Delegate Mary Beth Carozza had offered an amendment to the bill to give municipalities like Ocean City a measure of control on where the substance could be consumed in order to protect spaces like the Boardwalk.
Under her amendment, marijuana smoking in public areas would be prohibited unless “authorized by a governmental entity that has jurisdiction over that property.”
Simply put in Ocean City terms, people won’t be smoking pot on the Boardwalk unless and until the City Council specifically allows it.
The idea, Carozza said at the time, is that she didn’t want pending marijuana legislation to be more lenient than the existing rules concerning alcohol.
“My amendment is common sense and protects the public. If it’s a misdemeanor to drink alcohol in public, then it should be a misdemeanor to smoke pot in public. It should not be more lenient to smoke marijuana in public than it is to drink in certain public places,” Carozza said in a previous interview.
The amendment, Carozza’s first, was accepted as “friendly,” by the bill’s sponsor, and unusual but not unheard-of practice for a first-term delegate.

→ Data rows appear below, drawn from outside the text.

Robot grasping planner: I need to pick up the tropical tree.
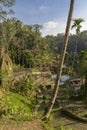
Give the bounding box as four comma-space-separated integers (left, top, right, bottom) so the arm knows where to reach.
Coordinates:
43, 0, 74, 119
72, 18, 84, 35
71, 18, 84, 70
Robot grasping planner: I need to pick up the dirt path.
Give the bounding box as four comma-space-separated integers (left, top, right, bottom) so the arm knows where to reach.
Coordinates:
52, 113, 87, 130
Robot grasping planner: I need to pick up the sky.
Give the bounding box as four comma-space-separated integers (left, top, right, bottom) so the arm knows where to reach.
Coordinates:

The bill passed both house and senate and made its way to the governor’s desk, where, Carozza said, her amendment was stripped out in favor of presenting a “clean” version of the bill. Carozza did vote in favor of the bill, but said she withdrew support when her amendment was removed.
Law enforcement and the state’s attorneys of Worcester and Wicomico, Beau Oglesby and Matt Maciarello, according to Carozza, indicated keeping the consumption of marijuana a criminal, rather than civil offense, would allow for more effective public control.

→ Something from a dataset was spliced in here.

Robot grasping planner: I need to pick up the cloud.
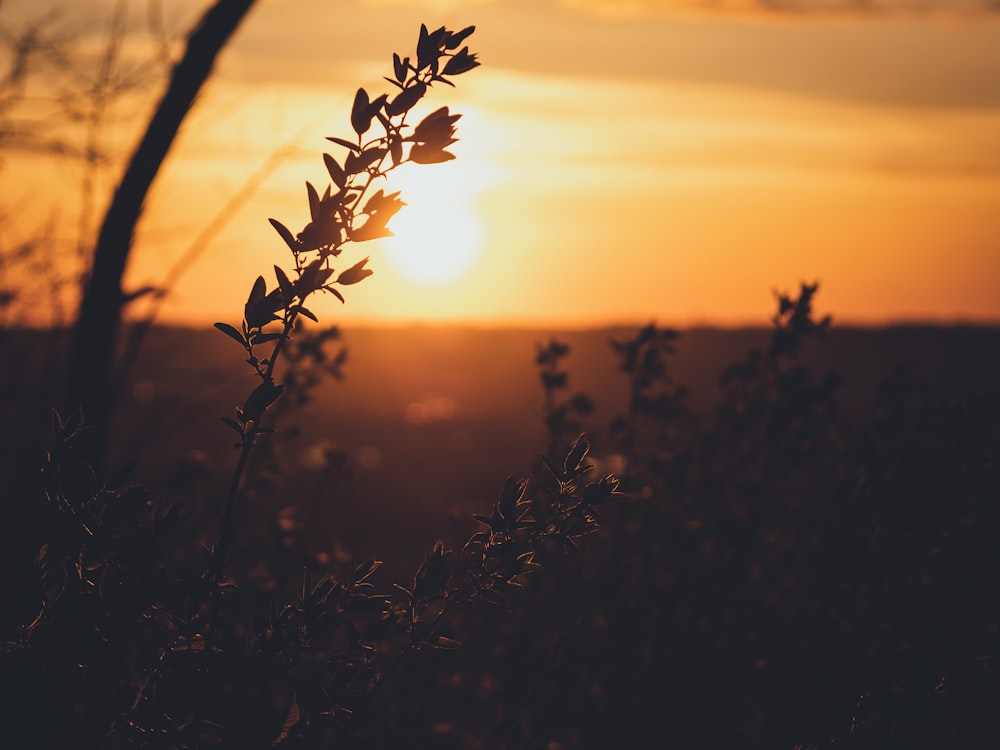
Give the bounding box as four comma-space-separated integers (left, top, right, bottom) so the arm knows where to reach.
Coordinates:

“If it’s a civil offense, the person who just smoked marijuana in public could be issued a paper citation, and then just walk a little ways down the boardwalk, and light up again,” Carozza said in a release.

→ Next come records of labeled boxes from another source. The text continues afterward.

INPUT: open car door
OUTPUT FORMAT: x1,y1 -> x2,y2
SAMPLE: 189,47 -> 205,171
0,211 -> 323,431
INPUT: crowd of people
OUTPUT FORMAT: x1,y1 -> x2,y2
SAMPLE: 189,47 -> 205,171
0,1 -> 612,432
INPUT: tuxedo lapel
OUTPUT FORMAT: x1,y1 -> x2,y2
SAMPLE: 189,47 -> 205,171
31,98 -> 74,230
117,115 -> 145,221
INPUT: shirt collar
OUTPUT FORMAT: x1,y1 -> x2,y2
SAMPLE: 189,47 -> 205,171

Additionally, police would be left without authority to make traffic stops based on marijuana consumption. Law enforcement officials have repeatedly said the only mechanism they have available is the paraphernalia penalty, and while it may not be the most logical solution, it is a solution.
“Since we don’t know at this point whether the General Assembly will try to override the governor’s veto when we return to session in January, I plan to continue to work with law enforcement and the state’s attorneys to draft and, if needed, introduce legislation to keep the use of marijuana in public as a criminal offense. We are safer as a community when these tools are options for our law enforcement,” Carozza said.